7 Secrets Sex Therapists Want You To Know
WOMAN - UK|February 13,2017

Get your va-va-voom back in the bedroom this Valentine’s day...

Karen Evennett
7 Secrets Sex Therapists Want You To Know

1 Remember, sex starts with a conversation

 Men are wired to think having sex is what creates intimacy. But, as a woman, intimacy is what turns you on and makes you feel like sex in the first place. And the biggest barrier to intimacy is lack of communication, explains psychosexual therapist Carol Martin- Sperry, author of Sexual Healing (£9.99, Constable & Robinson). ‘When you’re both tired and ragged at the end of a busy working day, he may think sex is just what you both need in order to reconnect.

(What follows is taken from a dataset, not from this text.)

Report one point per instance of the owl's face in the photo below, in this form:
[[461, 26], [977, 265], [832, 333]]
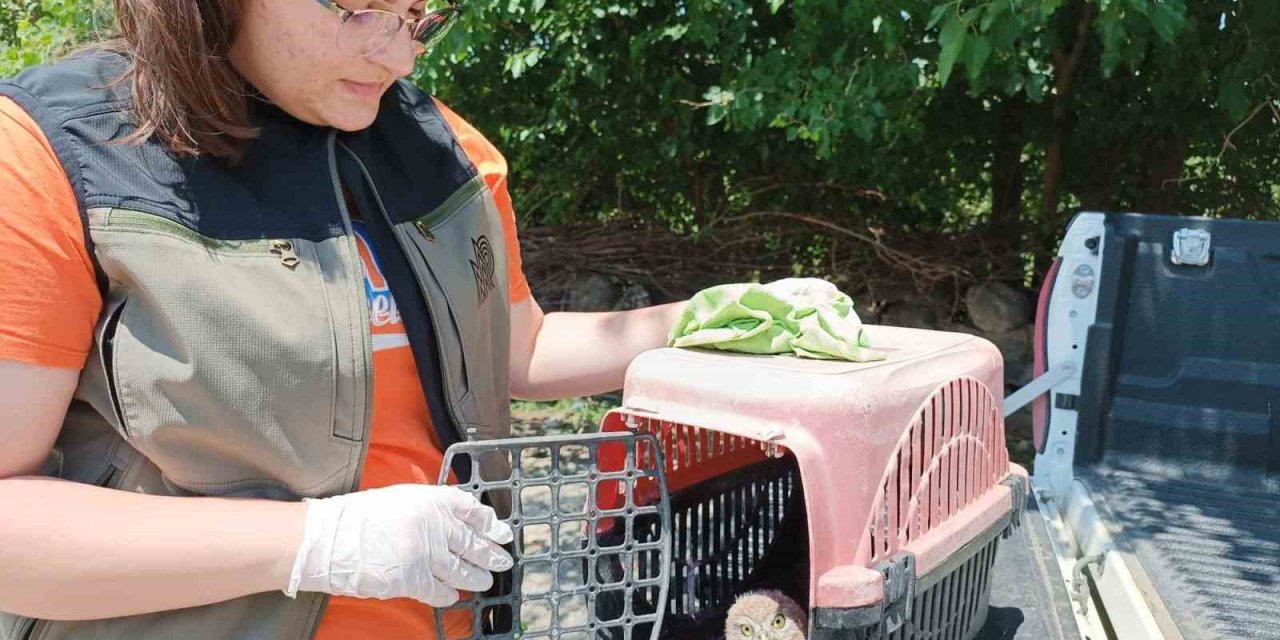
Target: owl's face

But that may be the last thing on your mind. So set aside time to just talk properly together – a dinner out with wine usually gets the chatter flowing. Switch off your phones and focus on each other. Even if it doesn’t lead to sex that night, you’ll be rekindling the seductive feelings that can get lost in a long-term relationship.’

2 Set boundaries your

If you’re getting into a new relationship, you may be worried about what has changed since you were last dating. Will a new partner expect things that have never been part of your sexual repertoire? ‘Thanks to fiction such as Fifty Shades Of Grey, expectations may be different, but that doesn’t mean you have to do anything that makes you uncomfortable,’ says Carol. ‘Be clear about what you will or won’t do in the bedroom. If it’s not for you, say no!’